In de zomer van 1694 was hij vastbesloten zijn maantheorie te vervolmaken. In het begin was Flamsteed welwillend om Newton te helpen. Hij bewonderde hem en hoopte op erkenning van Newton. Een jaar lang bleef Newton steeds nieuwe gegevens vragen aan Flamsteed, die daardoor meer en meer zijn eigen plan, de sterrencatalogus die hij maakte, moest uitstellen. Langzamerhand escaleerde de samenwerking. Newton weigerde Flamsteed inzage te geven in waarom hij zoveel maangegevens nodig had, en Flamsteed eiste steeds meer erkenning en samenwerking op.

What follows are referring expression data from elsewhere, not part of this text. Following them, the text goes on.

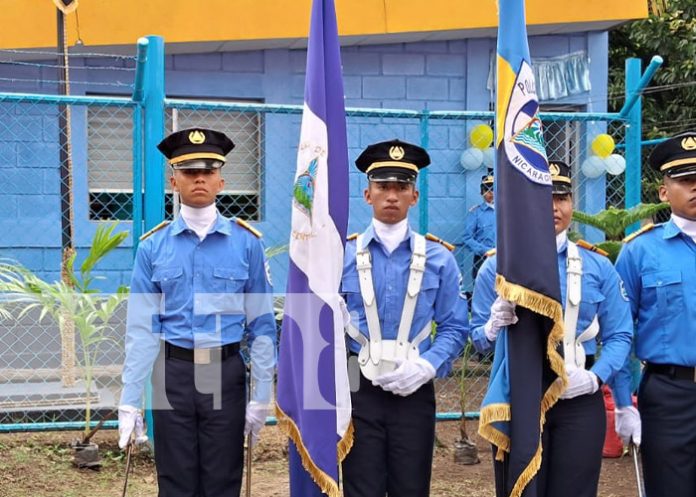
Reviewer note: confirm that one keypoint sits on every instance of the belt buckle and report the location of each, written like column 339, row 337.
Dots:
column 201, row 356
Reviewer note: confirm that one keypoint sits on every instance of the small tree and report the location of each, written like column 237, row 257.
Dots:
column 613, row 223
column 74, row 302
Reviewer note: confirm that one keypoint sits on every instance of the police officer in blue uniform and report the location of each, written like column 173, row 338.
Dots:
column 594, row 310
column 479, row 226
column 396, row 283
column 199, row 286
column 658, row 266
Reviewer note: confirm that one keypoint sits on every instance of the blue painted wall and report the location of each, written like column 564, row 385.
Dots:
column 434, row 75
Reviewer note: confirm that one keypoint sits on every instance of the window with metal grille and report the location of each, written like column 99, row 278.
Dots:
column 110, row 173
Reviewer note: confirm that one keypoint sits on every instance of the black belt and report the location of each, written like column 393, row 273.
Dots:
column 673, row 371
column 200, row 356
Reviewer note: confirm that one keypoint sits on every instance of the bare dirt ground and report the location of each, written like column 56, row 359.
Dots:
column 39, row 465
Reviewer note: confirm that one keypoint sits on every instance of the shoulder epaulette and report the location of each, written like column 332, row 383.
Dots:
column 591, row 248
column 433, row 238
column 248, row 227
column 636, row 234
column 153, row 230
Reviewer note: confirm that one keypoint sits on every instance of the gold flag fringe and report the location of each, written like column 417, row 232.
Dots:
column 553, row 310
column 327, row 484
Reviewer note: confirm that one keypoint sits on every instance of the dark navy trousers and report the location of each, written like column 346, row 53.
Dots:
column 199, row 436
column 393, row 444
column 667, row 408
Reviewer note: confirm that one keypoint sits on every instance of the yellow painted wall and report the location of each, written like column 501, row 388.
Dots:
column 32, row 23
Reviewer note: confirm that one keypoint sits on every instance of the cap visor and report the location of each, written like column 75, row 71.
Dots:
column 392, row 175
column 198, row 164
column 680, row 172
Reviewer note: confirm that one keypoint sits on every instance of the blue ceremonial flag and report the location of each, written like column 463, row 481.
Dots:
column 528, row 373
column 313, row 404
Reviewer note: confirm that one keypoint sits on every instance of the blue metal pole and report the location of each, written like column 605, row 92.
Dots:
column 154, row 132
column 137, row 228
column 138, row 87
column 423, row 175
column 634, row 93
column 153, row 104
column 633, row 136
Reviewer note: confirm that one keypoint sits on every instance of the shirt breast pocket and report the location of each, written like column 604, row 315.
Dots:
column 172, row 284
column 665, row 287
column 427, row 295
column 226, row 293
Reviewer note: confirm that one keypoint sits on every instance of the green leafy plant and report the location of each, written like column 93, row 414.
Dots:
column 73, row 302
column 613, row 223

Newton stopte met het beantwoorden van Flamsteeds brieven en publiceerde de maantheorie, die nog steeds niet helemaal accuraat was en waar hij ontevreden over was in 1702, in het werk van een collega, David Gregory. Hij hoopte dat dit een bijdrage zou leveren aan het lengtegraadprobleem maar verloor verder alle interesse in zijn maantheorie.
Tien jaar later, toen hij een tweede editie van de Principia overwoog, laaide zijn interesse weer op, en eiste dat Flamsteed hem ditmaal de gegevens bezorgde die hij nodig had. Newton dwong hem voortijdig zijn sterrencatalogus te publiceren. Flamsteed was totaal ongelukkig met dit embryonale werk en kocht alle exemplaren op die hij liet verbranden op Greenwich.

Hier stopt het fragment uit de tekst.